61 militants killed this year: Army

Several ‘militant associates’ detained, crackdown on: Police
61 militants killed this year: Army
Security forces at the site of the gunfight in Maloora area on the outskirts of Srinagar.File: Mubashir Khan for Greater Kashmir

Srinagar: With the killing of three militants in Kulgam on Wednesday, 61 militants have been killed this year so far, army said Thursday.

“In past six months of this year 61 militants have been killed,” Public Relations Officer, Ministry of Defence, Col Emron Musavi said in a statement here.

Defence sources said that among the slain three were foreigners and the rest were local residents. Last year till this date official data reveals that 104 militants were killed, among them 16 were foreigners.

“Much of the intelligence generated has been about movement of militants in South Kashmir and so there have been more operations,” a senior police officer said. “South Kashmir sends a maximum number of local militants to outfits.”
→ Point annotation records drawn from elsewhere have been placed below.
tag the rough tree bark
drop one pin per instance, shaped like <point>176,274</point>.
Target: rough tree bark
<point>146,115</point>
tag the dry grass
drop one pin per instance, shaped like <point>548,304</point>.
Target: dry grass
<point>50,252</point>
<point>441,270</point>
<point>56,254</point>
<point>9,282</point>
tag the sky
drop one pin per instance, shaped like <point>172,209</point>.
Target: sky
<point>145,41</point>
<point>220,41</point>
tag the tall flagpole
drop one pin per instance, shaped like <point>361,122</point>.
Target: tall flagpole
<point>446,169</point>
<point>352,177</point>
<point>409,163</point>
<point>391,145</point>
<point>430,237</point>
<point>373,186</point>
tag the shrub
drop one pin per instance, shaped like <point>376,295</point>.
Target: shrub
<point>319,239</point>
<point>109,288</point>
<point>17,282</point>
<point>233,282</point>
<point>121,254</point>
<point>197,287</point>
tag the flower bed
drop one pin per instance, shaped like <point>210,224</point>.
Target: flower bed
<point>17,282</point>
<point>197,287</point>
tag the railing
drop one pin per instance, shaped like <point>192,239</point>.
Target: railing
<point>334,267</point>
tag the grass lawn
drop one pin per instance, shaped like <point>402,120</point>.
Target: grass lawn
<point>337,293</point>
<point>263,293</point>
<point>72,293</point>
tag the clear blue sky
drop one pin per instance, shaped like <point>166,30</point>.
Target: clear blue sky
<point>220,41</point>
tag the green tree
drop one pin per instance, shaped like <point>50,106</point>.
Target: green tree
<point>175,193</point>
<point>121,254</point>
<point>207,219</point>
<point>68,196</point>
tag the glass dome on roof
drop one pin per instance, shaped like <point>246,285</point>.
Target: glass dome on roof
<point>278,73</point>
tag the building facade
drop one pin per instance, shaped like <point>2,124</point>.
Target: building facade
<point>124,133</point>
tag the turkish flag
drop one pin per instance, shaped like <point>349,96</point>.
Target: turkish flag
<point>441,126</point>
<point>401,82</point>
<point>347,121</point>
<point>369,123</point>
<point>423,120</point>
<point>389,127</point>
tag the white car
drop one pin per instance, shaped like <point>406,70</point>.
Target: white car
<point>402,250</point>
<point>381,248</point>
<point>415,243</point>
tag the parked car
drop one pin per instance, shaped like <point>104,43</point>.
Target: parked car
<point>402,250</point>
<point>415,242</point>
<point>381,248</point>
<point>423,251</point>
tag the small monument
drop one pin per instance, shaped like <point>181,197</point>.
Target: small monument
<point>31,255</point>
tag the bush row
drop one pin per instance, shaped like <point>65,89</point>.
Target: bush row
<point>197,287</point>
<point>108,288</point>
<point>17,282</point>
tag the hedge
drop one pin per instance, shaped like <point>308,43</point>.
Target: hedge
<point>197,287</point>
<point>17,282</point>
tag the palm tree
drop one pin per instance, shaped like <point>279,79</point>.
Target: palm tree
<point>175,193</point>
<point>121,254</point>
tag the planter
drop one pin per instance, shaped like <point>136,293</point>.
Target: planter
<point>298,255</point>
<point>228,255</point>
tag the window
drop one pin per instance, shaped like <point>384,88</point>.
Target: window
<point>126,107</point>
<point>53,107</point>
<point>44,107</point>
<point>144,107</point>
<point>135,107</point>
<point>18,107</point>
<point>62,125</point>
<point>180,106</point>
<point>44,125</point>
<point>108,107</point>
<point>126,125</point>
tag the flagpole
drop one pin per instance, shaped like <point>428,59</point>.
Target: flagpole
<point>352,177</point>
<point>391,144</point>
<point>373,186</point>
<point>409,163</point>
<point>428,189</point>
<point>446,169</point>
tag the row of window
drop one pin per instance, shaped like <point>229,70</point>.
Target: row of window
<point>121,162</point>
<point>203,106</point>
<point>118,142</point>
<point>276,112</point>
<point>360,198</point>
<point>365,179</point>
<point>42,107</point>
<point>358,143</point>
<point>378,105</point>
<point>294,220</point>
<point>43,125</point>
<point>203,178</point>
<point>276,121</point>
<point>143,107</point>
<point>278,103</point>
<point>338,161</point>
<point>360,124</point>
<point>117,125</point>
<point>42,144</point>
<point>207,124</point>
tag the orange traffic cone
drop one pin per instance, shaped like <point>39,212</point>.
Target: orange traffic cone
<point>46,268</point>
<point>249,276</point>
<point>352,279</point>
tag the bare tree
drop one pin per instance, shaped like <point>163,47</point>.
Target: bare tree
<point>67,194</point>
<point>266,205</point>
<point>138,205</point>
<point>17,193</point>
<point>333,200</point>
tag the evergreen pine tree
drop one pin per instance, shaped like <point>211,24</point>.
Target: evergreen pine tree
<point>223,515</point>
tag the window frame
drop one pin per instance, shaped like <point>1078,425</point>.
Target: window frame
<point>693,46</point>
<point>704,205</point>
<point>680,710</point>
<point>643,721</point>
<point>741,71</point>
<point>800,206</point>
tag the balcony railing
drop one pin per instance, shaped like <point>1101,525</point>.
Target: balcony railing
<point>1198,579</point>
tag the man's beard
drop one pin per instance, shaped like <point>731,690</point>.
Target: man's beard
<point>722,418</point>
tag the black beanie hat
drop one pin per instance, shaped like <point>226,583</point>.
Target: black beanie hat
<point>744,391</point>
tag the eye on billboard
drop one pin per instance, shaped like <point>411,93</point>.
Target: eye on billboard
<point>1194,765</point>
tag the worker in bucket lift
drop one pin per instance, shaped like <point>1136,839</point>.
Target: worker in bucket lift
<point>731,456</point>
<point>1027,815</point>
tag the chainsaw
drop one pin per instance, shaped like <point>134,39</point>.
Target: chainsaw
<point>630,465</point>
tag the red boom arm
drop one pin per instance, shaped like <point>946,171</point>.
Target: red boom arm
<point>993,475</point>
“It is in a North Kashmir operation that you are most likely to encounter a non-local militant. They cross the borders and then either straightaway launch an attack or hide in North Kashmir for instructions,” the officer said, adding that infiltration this year is almost none. “This year it appears the non-locals are not leaving the jungles or are hiding in remote villages,” the police officer said.

The officer said police have also detained several alleged Over Ground Workers of militants this year.

The crackdown against OGWs also referred to as ‘militant associates’ in the official handouts, is part of the larger policy to scuttle militant networks and limit their capabilities to regroup, operate or attack.

“The OGWs are the eyes and ears of militants who facilitate their movement in a particular area, manage logistical support and sometimes are part of the reconnaissance missions as well,” the officer said adding most of the alleged OGWs arrested this year were booked under stringent sections of the law including Arms Act which increases the possibility of their confinement for longer periods.

“Crackdown against the OGWs has been the priority for us. They are the sleeper cells and more connected on the ground. Besides, they have the potential to create more trouble on the ground. We have had cases in the past when many OGWs formally joined the militant ranks,” the senior police officer said.